—Señorita Portillo, el embarazo ha sido interrumpido.
Alina Portillo, despertando de la anestesia, se quedó mirando el techo del hospital por un buen rato antes de incorporarse lentamente.
Hace quince días, encontró en el despacho un consentimiento para fecundación in vitro y descubrió que su esposo había implantado en su cuerpo el óvulo fecundado de otra mujer.
No podía creerlo. No podía creer que su esposo fuera capaz de humillarla de esa manera.
No fue hasta la semana dieciséis de gestación que fue en secreto al hospital para hacerse una amniocentesis, la cual confirmó que el bebé no era suyo.
Cuando recibió los resultados, se quedó recostada en la camilla de revisión, observando su vientre ligeramente abultado y las estrías que lo cubrían.
Las lágrimas, incontenibles, comenzaron a rodar por sus mejillas.
Ella anhelaba tener otro hijo. Por ese bebé, se había sometido a varias inyecciones para estimular la ovulación y había entrado al quirófano en múltiples ocasiones.
¡Y pensar que, al final, ese niño no tenía ninguna relación con ella!
Fueron novios desde jóvenes y compartieron la misma cama durante siete años. Aunque no hubiera amor, debería existir al menos un poco de afecto familiar.
Resulta que, para Jonás Lozoya, ella, Alina, ¡no era más que un instrumento para tener hijos!
Al ver que no reaccionaba, la enfermera le recordó en voz baja: —Señorita Portillo, el embarazo ha sido interrumpido.

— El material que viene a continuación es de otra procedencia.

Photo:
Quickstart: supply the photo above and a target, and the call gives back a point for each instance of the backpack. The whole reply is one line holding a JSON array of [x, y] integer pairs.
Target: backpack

Volviendo en sí, Alina se arregló la ropa y dijo con voz serena: —Por favor, preparen toda la documentación relacionada con este bebé lo antes posible.
—El informe tardará aproximadamente una semana en completar el proceso de peritaje legal. Se lo enviaremos por correo en cuanto esté listo.
Alina asintió.
Después de casarse con Jonás, abandonó sus estudios y lo cuidó devotamente durante siete años.
Ahora, quería poner fin a ese matrimonio humillante, y las pruebas que demostraban que Jonás la había usado como vientre de alquiler eran su principal baza para negociar el divorcio.
Todavía sentía un dolor punzante en el bajo vientre. Alina solicitó un chofer y acordó encontrarse con él en un centro comercial cercano al hospital.
Apenas se detuvo el carro cerca del centro comercial, vio un sedán negro que le resultaba familiar estacionado a un lado de la calle, con una placa que conocía muy bien.
A66666.
En todo San Jerónimo, nadie más que Jonás usaría una placa tan ostentosa.
O, para ser más precisos, si él no la usaba, nadie se atrevía a hacerlo, nadie era digno de ello.
Por supuesto que sabía quién era la mujer que acompañaba a Jonás.
Su hermana, Josefina Portillo.
Una brillante matemática graduada del MIT que acababa de recibir el premio Distinción Matemática.
Con los párpados pesados, Alina se recostó en el asiento, pensando sin rumbo fijo.
Si en su momento no hubiera abandonado sus estudios por casarse, quizás hoy tendría los mismos logros que Josefina.
El celular vibró un par de veces. Era un mensaje de su abogado, confirmando una vez más si de verdad quería divorciarse de Jonás.
[Hay que proceder cuanto antes.]
Dejó el celular y se frotó los ojos, que le ardían.
Al regresar a la mansión en el centro de la ciudad, apenas entró al patio, escuchó la risa de Ricardo Lozoya.
No pudo evitar acelerar el paso; hacía casi medio mes que no veía a su hijo.
Después de dar a luz, Jonás, ignorando sus súplicas mientras aún estaba en cuarentena, envió a Ricardo a otra propiedad con la excusa de que allí recibiría una mejor educación.